Ernst Strasser (EVP), der im Rahmen seiner Fraktion für das Thema SWIFT zuständig ist, fand die Vorgangsweise von Rat (und Kommission) einen "mehr als unschönen Akt". Es könne doch niemand von den Parlamentariern verlangen, dass sie binnen weniger Stunden ein ganzes Vertragswerk beurteilen und darüber abstimmen sollen.

In der kommenden Woche sei dafür die letzte Gelegenheit. Die Zeit drängt nämlich, denn das vom Ministerrat noch in Eigenregie ausgehandelte Interimsabkommen mit den USA tritt bereits im Februar in Kraft.

Das Plenum des EU-Parlaments formulierte im Anschluss die Bedingungen, unter denen dem SWIFT-Interimsabkommen, das Ende 2010 wieder ausläuft, zugestimmt werden könne. Anderfalls werde man es ablehnen, hieß es.

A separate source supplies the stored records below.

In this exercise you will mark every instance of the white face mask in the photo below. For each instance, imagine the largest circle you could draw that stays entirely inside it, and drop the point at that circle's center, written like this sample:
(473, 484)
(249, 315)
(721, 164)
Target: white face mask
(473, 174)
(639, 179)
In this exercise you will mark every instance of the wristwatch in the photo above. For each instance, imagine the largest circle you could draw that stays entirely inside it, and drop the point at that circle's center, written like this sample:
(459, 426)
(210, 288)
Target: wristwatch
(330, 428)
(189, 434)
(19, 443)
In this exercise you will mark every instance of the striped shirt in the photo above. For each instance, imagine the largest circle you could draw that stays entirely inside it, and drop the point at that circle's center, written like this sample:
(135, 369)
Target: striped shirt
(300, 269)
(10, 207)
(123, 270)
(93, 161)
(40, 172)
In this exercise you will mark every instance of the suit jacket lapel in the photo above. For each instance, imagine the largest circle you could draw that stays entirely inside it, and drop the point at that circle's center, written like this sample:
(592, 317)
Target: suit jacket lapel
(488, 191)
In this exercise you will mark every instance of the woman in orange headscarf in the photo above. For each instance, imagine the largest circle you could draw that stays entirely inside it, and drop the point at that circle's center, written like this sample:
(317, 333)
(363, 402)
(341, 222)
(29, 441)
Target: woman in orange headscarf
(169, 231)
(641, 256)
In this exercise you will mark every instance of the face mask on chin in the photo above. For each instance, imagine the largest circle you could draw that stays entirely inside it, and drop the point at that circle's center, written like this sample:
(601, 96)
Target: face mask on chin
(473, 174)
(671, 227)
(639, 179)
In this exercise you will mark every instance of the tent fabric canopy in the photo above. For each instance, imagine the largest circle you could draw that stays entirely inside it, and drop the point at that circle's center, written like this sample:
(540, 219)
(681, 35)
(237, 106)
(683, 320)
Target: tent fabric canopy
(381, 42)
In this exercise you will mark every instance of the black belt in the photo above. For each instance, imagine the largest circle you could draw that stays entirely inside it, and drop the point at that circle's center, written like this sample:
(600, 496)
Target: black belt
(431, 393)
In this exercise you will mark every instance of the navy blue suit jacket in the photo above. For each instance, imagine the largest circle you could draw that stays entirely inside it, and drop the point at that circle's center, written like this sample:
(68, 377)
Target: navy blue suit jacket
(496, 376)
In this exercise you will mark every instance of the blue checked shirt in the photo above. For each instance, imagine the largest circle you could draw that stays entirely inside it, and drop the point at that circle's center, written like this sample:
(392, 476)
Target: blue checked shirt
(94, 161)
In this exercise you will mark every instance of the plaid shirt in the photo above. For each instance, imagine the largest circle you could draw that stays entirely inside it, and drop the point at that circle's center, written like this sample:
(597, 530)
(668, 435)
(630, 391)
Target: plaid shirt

"...nicht auf sich beruhen lassen"

Was das bedeutet, hat Parlamentspräsident Buzek in seinem Schreiben an die Ratspräsidentschaft(en) so ausgedrückt: "Wenn der Rat unfähig ist, diesem Verlangen" nach Auskunft nachzukommen, dann sei es "unwahrscheinlich", dass die Parlamentarier "die Angelegenheit auf sich beruhen lassen würden."

Ernst Strasser zeigte sich gegenüber ORF.at jedenfalls optimistisch, dass das nächste SWIFT-Abkommen wie auch das ebenfalls wieder anstehende Übereinkommen deutlich anders aussehen werden.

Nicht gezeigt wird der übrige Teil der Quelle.